King Arthur purports to be the "true" story of Arthur and his Knights of the Round Table, but after enduring its vicarious delights, I'd rather have Monty Python any day. You can tell he's a king, he's the only one not covered in shit. Having seen the film before hearing the album, I must admit that little beyond the fanfare of the opening credits stuck in the mind and the sneaking suspicion that maybe Zimmer had, for me, worn himself out, churning out boring rehashes of earlier triumphs (Gladiator and The Thin Red Line, in particular). I'm not sure yet, but I finding myself warming to his scores less and less, there certainly isn't really seem to be quite enough for me to want to actually defend him from his detractors as I have been known to do. It's not that the quality has declined in real terms, but Zimmer is offering less and less new with each effort.

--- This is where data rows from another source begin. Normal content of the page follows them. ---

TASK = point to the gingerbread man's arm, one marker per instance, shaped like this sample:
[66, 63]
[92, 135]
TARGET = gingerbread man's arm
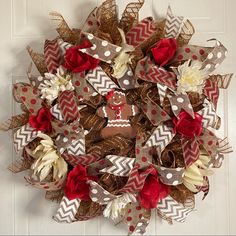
[101, 111]
[132, 110]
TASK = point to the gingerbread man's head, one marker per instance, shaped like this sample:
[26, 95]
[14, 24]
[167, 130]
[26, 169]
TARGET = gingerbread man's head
[116, 98]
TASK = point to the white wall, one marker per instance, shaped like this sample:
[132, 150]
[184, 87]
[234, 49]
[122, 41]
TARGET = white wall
[23, 210]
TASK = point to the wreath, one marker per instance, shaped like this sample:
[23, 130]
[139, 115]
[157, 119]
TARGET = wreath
[121, 120]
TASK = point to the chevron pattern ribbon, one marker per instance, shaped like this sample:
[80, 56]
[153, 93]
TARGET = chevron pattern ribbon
[209, 115]
[191, 151]
[162, 90]
[136, 180]
[160, 138]
[122, 166]
[23, 136]
[64, 46]
[14, 122]
[55, 110]
[131, 11]
[174, 210]
[224, 80]
[181, 102]
[148, 71]
[101, 49]
[67, 210]
[187, 31]
[99, 194]
[77, 147]
[52, 55]
[100, 81]
[68, 106]
[141, 32]
[173, 24]
[209, 141]
[211, 90]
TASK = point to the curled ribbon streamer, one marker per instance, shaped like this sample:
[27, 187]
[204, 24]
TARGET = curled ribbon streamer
[173, 24]
[82, 159]
[136, 180]
[91, 24]
[137, 218]
[14, 122]
[130, 15]
[148, 71]
[100, 81]
[99, 194]
[215, 57]
[181, 102]
[23, 136]
[211, 91]
[141, 32]
[49, 186]
[143, 155]
[101, 49]
[155, 113]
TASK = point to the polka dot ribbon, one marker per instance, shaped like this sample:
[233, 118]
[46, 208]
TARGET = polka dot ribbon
[101, 49]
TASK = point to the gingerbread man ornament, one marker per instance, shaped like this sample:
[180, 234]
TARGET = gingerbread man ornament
[118, 112]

The obligatory song opens the album, intoned by Moya Brennan and is something akin to Enya on steroids, beefed up with full orchestra, while curiously alluding (coincidentally, I am sure) to the lovely melody for Cole's Song in Kamen's wonderful Mr Holland's Opus. Being a Bruckheimer production, Zimmer is clearly allowed plenty of leeway to avoid subtlety and Woad to Ruin (can you hear that? It's my side splitting) starts out in blistering style with grim, yet noble and heroic fanfares with a segue into some bracing action. Unlike the more elegant nobility of The Last Samurai, Zimmer pulls out all the stops and goes for thumping spectacle. It ought to be terrible, but it's well conceived enough to be more modestly engaging. Just as well, there's a lot of it and it doesn't let up moving onto the curiously titled Do You Think I'm a Saxon? which continues to clatter along. The grandest aural blasting comes round in Budget Meeting (hardly a title suggestive of a great battle) with percussion, brass and chorus all fighting for the mic's attention, blissfully unbothered about causing tinnitus.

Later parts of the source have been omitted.